It maintains a global \f2page descriptor\fP table
that includes information about each page:
.BL
.LI
which scheme is using it (PA, HPA, POM)
.LI
which pool it is assigned to
.LI
size information for HPA pages
.LI
free list linkages for POM pages
.LI
number of contiguous pages for huge PA blocks.
.LE
.H 2 "Homogeneous Page Allocation"
.P
Handles objects of the same size coming from a
pool devoted to that size.
Information about the size of the objects is kept
in the pool descriptor.
New pages to expand a filled pool and empty pages
that can be removed from the pool are handled by PA.
.H 2 "Page-Oriented Malloc"
.P
Handles objects of variable size coming from a
pool devoted to a set of objects by the server.
Information about the complex free lists is kept
in the page descriptor table maintained by PA.
New pages to expand a filled pool and empty pages
that can be removed from the pool are handled by PA.
.P
The base memory-allocation function takes a pool
descriptor and a size as arguments.
For HPA, the size is ignored
(or possibly checked against the recorded size
for that pool),
and a block is allocated from the free list
for that pool.
For POM, a block of the requested size is found
from the free lists of the pages assigned to the
passed pool.
For a generic request,
the pool descriptor is NULL,
and a block of the requested size is obtained
from a single global POM list
(for relatively large objects)
or from one of several tuned HPA lists
(for small objects).
If the size is above the HPA/POM threshold of one page,
the pool descriptor is ignored and the block
is allocated from the PA.
The page descriptors for the returned pages
(must be contiguous)
are marked as being part of one large set of
contiguous pages.
.P
The base memory-freeing function takes an address only.

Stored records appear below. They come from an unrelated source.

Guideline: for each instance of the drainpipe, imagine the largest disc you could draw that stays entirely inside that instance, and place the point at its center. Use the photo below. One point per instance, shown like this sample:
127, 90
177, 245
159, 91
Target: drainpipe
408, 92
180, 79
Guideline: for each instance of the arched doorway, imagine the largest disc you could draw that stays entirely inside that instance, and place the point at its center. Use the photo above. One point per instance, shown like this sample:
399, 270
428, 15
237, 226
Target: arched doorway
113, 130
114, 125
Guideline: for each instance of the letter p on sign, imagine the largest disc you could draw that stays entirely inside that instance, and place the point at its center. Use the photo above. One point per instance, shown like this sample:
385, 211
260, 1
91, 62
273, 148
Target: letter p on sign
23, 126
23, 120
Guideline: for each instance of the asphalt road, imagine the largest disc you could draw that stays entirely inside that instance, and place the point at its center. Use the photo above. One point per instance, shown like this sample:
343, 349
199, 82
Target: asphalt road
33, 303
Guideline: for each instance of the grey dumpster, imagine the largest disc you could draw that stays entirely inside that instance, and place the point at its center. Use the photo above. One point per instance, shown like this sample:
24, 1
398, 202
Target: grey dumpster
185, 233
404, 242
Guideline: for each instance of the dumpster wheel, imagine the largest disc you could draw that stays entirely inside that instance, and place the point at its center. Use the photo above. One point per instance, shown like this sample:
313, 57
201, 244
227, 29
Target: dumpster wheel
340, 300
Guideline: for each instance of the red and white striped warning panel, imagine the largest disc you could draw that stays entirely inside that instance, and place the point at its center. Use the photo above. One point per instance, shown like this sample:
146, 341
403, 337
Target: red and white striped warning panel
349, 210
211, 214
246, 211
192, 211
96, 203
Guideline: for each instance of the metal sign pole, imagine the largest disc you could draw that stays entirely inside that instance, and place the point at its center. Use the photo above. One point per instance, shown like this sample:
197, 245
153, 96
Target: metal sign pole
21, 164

The corresponding page descriptor is looked up in
the global descriptor list.
If the page is an HPA page,
the block is placed on the free list for that page.
If the page is a POM page,
the block is merged into the free list for that page
(coalescing with adjacent free blocks).
If the page is a PA page,
all of the corresponding pages are freed to the
free page pool.
If a POM or HPA page is completely free
(as determined by a count of free space in the
page descriptor),
the page is released to the free page pool.
.P
A new HPA page is requested from the PA when the
current allocating page becomes full and there is
no page on the pool descriptor's partially-free
page list.
The new page is immediately broken up into a free
list of fixed-size objects.
.P
A new POM page is requested from the PA when the
current allocating page cannot support a given request,
and a search through the page descriptors
of the pages assigned to that pool shows no pages
able to support the request.
The new page is broken up into one block of a
size of the whole page,
which becomes that page's free list.
.H 2 "Use of the Proposed Scheme"
.BL
.LI
One PA pool maintains the list of all free pages
in the system.
.LI
A few (initially none until data is obtained)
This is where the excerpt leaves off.